Hal lain yang tergambar dalam prilaku Rasulullah yang luar biasa terhadap non muslim sebagaimana diuraikan dalam hadits “ man adza dzimmiyan faqad adzani”, (barang siapa yang menyatiki kafir dzimmi “yang toleran” sama saja dengan menyakiti saya), hadits ini menunjukkan bahwa persamaan hak antar sesama manusia juga patut diteladani oleh umat muhamad. Kata dzimmi “toleran” menunjukkan bahwa toleransi antar umat beragama harus dijunjung tinggi baik dalam hal hubungan ekonomi, sosial maupun politik.
Hakikat peranyaan maulid
Peringatan maulid Nabi Muhammad Saw., merupakan momen penting untuk membangkitkan memori keteladanan Rasul. ”Nama peringatan itu sebenarnya memiliki arti tegas, yaitu untuk memperingatkan dan mengingatkan kita”. Di dalamnya biasanya ada ceramah dan pencerahan yang bisa menambah wawasan keilmuan dan membuka memori keteladanan terhadap Rasulullah. Oleh sebab itu, sejarah Rasul (diba’ atau barzjanji) dibacakan di seantero  negeri ini. Tetapi sayangnya hanya dibaca sebagai wiridan, tanpa harus mengetahui makna sejarah yang diterkandung dan terselubung didalamnya, mengapa diba’ atau berzanji yang dibaca, kenapa tidak baca sholawat yang lain???. Memang tidak ada yang salah jika hanya dengan membaca diba’ atau berzanji, tapi seyogyanya bisa diuraikan, dijelaskan dan dipahamkan makna dan nilai-nilai yang terkandung didalamnya, sehingga berimplikasi positif pada perubahan prilaku, pola pikiran, cara pandang maupun pengetahuan masyarakat yang merayakan. Bukan berarti peringatan maulid Nabi selesai digelar, maka selesai pulalah tradisi, dan  tidak berdampak apa-apa, semoga tidak begitu.

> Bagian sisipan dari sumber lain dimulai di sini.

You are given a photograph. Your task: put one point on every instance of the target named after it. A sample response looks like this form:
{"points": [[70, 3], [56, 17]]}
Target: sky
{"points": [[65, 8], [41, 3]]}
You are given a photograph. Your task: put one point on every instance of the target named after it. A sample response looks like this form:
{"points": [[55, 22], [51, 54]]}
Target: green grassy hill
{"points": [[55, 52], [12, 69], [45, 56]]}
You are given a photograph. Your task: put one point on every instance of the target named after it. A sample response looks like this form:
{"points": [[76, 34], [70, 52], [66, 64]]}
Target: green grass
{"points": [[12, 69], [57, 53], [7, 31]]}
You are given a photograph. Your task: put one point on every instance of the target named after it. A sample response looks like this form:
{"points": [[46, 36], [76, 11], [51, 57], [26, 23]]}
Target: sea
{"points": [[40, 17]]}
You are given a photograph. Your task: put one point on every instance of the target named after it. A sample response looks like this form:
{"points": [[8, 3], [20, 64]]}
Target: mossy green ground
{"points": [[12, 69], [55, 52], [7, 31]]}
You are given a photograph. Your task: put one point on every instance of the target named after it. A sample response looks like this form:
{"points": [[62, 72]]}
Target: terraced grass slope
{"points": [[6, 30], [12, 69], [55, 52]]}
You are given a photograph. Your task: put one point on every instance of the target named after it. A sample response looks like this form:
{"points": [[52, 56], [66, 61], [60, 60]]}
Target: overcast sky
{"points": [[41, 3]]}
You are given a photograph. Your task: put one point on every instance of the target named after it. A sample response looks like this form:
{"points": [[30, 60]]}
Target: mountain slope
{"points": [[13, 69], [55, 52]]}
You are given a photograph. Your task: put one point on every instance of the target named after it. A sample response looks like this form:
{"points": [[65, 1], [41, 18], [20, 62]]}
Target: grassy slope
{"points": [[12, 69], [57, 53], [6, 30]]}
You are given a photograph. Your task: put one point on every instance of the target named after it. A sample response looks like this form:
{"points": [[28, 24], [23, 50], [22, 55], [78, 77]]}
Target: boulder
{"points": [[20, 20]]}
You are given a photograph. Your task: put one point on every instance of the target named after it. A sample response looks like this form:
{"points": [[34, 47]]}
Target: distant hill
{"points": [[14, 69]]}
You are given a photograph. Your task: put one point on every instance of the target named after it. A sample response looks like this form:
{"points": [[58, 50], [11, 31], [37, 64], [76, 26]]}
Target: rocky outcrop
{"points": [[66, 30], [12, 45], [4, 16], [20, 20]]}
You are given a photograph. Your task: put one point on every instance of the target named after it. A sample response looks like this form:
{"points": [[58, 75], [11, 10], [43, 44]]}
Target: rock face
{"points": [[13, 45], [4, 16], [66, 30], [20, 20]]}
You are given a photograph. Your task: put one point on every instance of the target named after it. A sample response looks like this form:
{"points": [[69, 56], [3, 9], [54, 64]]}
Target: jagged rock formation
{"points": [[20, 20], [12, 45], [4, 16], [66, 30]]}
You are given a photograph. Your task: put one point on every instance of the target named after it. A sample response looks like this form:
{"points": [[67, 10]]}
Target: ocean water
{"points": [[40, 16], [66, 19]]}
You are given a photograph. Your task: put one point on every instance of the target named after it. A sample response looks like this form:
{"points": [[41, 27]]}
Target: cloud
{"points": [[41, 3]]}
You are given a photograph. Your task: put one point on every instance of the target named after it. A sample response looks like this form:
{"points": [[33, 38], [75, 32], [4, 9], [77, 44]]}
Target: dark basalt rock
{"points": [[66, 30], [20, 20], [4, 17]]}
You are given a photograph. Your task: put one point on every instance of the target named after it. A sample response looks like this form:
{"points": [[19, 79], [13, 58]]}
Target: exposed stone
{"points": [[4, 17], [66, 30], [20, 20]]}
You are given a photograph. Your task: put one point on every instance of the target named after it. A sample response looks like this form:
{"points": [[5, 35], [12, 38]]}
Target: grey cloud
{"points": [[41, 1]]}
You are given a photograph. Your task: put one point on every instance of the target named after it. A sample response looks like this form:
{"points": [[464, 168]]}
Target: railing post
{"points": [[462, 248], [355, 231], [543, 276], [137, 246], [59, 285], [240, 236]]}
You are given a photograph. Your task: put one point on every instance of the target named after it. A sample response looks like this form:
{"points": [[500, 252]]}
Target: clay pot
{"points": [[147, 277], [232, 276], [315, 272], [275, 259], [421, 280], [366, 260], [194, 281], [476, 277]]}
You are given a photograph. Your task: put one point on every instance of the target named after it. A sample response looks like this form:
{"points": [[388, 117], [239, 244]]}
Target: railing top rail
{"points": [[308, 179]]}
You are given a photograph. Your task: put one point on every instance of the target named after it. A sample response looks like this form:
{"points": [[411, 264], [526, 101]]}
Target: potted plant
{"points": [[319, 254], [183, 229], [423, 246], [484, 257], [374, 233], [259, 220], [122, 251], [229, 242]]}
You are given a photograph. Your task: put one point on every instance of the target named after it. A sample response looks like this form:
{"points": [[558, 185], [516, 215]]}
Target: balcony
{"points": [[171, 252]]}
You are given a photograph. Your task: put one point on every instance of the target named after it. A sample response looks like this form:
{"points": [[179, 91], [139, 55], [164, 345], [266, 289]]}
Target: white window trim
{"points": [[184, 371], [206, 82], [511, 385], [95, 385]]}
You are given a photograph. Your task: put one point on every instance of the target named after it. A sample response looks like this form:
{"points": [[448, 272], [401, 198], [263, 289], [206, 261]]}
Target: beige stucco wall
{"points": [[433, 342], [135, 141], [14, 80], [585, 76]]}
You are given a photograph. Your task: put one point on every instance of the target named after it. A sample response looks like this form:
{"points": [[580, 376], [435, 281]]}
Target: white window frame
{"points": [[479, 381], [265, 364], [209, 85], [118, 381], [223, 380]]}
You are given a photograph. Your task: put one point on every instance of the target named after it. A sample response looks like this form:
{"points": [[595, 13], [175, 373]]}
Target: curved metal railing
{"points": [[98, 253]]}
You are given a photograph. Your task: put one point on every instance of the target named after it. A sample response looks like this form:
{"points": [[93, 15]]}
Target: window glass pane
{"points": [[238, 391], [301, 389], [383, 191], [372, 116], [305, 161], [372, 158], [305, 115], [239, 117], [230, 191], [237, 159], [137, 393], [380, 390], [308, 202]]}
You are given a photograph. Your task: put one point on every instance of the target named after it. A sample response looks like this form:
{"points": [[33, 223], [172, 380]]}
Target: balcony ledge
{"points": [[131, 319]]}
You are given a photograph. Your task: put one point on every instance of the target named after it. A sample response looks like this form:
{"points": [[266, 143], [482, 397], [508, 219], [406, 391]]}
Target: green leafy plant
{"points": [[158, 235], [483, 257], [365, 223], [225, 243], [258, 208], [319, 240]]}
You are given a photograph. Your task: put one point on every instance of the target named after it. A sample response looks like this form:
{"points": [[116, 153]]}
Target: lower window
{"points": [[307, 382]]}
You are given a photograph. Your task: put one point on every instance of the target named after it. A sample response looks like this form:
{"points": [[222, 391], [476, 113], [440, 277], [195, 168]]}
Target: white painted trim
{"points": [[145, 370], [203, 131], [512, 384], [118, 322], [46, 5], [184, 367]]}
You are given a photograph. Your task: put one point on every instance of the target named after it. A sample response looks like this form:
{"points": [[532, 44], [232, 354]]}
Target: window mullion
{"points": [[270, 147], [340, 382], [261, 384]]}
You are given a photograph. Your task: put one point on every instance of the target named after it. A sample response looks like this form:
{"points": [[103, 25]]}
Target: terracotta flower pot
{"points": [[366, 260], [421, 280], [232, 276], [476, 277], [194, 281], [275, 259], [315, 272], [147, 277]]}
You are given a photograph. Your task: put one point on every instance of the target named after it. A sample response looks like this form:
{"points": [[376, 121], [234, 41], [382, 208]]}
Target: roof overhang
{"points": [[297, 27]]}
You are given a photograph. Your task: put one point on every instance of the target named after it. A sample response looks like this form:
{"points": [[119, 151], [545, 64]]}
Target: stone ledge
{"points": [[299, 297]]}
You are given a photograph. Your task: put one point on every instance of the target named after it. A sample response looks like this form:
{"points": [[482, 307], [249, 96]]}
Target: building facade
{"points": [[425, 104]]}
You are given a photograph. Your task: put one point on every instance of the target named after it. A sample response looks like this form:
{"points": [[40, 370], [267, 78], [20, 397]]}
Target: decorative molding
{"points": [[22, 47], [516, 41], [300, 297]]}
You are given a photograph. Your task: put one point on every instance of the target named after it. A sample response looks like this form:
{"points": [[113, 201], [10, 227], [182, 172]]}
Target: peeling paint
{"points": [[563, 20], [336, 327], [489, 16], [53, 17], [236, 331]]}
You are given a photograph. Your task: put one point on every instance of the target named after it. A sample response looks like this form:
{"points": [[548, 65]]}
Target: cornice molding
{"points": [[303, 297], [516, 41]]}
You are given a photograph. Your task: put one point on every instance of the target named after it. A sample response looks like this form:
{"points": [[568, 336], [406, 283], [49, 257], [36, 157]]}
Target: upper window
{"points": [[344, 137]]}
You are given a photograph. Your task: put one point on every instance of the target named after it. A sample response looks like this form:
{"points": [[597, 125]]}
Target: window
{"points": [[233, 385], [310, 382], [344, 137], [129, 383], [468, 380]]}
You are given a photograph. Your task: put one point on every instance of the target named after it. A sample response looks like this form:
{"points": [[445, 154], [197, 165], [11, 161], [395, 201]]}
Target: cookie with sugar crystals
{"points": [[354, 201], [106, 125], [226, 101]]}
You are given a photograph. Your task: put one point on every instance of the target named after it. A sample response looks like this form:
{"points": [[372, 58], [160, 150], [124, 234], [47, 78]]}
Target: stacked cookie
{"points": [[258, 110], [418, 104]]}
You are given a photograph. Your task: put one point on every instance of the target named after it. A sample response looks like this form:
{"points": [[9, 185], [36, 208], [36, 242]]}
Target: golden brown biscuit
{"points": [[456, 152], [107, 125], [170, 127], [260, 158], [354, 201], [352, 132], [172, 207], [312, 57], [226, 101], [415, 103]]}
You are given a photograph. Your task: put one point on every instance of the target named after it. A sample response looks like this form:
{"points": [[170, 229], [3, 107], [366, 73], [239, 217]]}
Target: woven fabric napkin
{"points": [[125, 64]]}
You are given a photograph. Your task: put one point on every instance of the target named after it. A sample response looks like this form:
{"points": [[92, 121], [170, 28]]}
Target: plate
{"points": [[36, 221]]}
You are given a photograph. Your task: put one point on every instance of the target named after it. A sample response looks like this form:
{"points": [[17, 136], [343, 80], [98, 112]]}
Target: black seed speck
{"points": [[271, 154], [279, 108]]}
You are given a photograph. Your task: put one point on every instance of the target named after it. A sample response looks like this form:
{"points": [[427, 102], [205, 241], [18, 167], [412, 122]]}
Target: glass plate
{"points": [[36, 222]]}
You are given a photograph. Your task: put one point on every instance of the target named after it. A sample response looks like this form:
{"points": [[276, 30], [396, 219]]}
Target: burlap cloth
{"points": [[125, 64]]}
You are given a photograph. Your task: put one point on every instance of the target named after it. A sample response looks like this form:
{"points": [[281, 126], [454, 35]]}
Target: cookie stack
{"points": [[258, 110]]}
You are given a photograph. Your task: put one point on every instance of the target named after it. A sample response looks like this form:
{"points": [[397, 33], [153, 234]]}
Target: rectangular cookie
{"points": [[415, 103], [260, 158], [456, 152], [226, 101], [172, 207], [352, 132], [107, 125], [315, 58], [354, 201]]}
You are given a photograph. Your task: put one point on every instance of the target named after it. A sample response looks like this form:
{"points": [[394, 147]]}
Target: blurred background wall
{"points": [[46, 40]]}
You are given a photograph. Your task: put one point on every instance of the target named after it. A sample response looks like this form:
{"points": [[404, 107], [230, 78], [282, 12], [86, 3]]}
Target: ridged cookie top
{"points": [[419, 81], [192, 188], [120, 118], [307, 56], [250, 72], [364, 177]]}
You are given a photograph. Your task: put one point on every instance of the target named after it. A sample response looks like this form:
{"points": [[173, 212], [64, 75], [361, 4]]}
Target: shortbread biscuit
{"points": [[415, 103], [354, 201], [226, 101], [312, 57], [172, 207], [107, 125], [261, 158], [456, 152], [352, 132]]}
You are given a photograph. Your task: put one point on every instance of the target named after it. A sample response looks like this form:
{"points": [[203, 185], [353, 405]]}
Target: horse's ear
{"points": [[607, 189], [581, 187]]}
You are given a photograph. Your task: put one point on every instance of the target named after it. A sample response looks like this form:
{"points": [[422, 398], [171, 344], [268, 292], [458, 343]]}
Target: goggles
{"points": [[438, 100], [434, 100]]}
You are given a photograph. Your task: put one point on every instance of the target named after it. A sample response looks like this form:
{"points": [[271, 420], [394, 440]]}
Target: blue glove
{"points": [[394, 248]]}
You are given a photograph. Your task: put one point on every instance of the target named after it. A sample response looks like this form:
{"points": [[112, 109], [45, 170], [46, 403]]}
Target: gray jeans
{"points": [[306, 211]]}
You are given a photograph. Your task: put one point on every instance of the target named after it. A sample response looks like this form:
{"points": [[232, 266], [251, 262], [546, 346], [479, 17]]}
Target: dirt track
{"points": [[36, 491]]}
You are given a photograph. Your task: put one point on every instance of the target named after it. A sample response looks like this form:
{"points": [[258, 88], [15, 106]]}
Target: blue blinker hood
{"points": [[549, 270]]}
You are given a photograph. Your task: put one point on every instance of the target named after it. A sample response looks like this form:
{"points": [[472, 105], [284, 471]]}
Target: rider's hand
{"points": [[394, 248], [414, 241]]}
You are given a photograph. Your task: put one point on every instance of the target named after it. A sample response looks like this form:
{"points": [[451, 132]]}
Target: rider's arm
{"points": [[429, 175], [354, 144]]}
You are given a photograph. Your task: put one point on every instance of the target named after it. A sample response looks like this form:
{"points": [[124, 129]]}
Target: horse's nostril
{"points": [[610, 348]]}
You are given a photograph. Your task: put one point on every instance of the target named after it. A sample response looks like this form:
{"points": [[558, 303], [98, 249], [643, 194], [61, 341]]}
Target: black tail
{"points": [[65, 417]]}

Tradisi Maulid Nabi Muhammad SAW bermula pada masa pemerintahan Bani Taimiyah, kemudian dilanjutkan pada masa pemerintahan Khalifah Bani Abbas oleh penguasa Al Haramain (dua tanah suci, Mekah dan Madinah) Sultan Salahuddin Al Ayyubi (Soultan Saladin). Salahuddin memerintah para tahun 1174-1193 M atau 570-590 H pada Dinasti Bani Ayyub, setingkat Gubernur dengan pusat kesultanannya berada di kota Qahirah (Kairo), Mesir, dan daerah kekuasaannya membentang dari Mesir sampai Suriah dan Semenanjung Arabia.
Perintah merayakan Maulid ini disampaikan pertama kali pada musim Haji 579 H (1183 Masehi). Sebagai penguasa dua tanah suci kala itu, atas persetujuan Khalifah Bani Abbas di Baghdad, Sultan mengimbau agar seluruh jamaah haji seluruh dunia jika kembali ke kampung halaman masing-masing segera mensosialisasikan kepada masyarakat Islam dimana saja berada. Maksud Sultan Salahuddin merayakan tradisi ini selain bentuk cintanya pada Rasul juga sebagai cara membangkitkan semangat juang umat Islam yang kala itu kehilangan semangat juang dan persaudaraan ukhuwah ketika terjadi perang salib. Salahuddin ditentang oleh para ulama. Sebab sejak zaman Nabi peringatan seperti itu tidak pernah ada. Lagi pula hari raya resmi menurut ajaran agama cuma ada dua, yaitu Idul Fitri dan Idul Adha.
Akan tetapi Salahuddin kemudian menegaskan bahwa perayaan Maulid Nabi hanyalah kegiatan yang menyemarakkan syiar agama, sehingga tidak dapat dikategorikan bid`ah yang terlarang. Salah satu kegiatan yang diadakan oleh Sultan Salahuddin pada peringatan Maulid Nabi yang pertama kali tahun 1184 (580 H) adalah menyelenggarakan sayembara penulisan riwayat Nabi beserta puji-pujian bagi Nabi dengan bahasa yang seindah mungkin. Seluruh ulama dan sastrawan diundang untuk mengikuti kompetisi tersebut. Pemenang yang menjadi juara pertama adalah Syaikh Ja`far Al-Barzanji. Karyanya yang dikenal sebagai Kitab Barzanji sampai sekarang sering dibaca masyarakat di kampung-kampung pada peringatan Maulid Nabi.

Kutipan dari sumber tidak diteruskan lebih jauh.